Banks pushed on with tightening their standards for lending to businesses between July and September, according to the ECB’s quarterly bank lending survey.

The net percentage of lenders reporting they had tightened was slightly lower than the previous quarter, at 12 percent, but nevertheless more than lenders had previously expected.

Banks also tightened criteria for lending to households further, and reported that demand for loans from firms and consumers fell more than had been expected.

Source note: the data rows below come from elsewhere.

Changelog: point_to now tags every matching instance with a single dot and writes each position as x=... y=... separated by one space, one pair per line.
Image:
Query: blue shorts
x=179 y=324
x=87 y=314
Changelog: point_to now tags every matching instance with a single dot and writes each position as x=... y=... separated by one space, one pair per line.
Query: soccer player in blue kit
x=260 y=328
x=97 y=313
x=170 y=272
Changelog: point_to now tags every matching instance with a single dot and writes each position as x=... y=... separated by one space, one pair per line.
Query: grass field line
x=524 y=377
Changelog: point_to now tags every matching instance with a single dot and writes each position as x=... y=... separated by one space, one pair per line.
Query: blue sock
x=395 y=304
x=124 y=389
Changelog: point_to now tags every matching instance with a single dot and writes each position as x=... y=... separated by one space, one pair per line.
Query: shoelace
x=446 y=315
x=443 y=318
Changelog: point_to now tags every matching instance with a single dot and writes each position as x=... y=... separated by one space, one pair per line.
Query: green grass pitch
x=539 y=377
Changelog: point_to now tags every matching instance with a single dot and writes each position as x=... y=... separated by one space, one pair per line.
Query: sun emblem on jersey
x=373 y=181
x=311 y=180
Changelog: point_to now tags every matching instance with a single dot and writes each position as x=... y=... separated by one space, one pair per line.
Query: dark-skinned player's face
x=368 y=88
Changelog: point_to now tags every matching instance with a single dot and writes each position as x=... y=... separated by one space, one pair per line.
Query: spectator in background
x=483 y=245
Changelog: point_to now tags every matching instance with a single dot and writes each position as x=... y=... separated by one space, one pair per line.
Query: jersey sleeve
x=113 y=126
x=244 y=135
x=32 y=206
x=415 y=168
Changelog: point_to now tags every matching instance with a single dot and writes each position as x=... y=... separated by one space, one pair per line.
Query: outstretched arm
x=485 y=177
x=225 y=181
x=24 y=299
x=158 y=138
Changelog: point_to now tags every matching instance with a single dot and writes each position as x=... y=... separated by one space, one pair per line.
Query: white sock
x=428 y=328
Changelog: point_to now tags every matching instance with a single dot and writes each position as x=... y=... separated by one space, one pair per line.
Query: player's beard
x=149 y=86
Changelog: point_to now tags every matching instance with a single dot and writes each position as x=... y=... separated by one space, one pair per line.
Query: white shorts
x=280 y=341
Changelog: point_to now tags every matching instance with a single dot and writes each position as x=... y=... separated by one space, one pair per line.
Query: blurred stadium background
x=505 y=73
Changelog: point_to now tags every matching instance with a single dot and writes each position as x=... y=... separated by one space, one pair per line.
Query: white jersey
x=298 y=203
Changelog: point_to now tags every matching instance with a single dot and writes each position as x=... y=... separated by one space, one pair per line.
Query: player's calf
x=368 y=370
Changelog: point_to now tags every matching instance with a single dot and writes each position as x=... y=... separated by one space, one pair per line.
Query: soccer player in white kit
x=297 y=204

The survey highlights that the ECB’s aggressive hikes in borrowing costs are feeding through to the economies of the 20 countries that use the euro by slowing economic activity, analysts said.

Since July last year, the central bank has hiked its key rates 10 straight times to tame surging inflation, although policymakers are expected to pause the tightening campaign at their upcoming meeting Thursday.

The survey “shows that weaker economic conditions and higher interest rates are having a clear impact on borrowing”, said ING economist Bert Colijn.

“This is a sign that monetary transmission is working rather forcefully at the moment and will be taken by the ECB as a reason not to hike further, especially given the fact that the ECB itself only expects the biggest impact of higher rates in early 2024.”

The eurozone outlook has also been darkening against the backdrop of rate hikes as well as a weakening global economy.

This was highlighted Tuesday by a closely watched Purchasing Managers’ Index (PMI) survey that showed activity in the single currency area slumped at faster pace in October.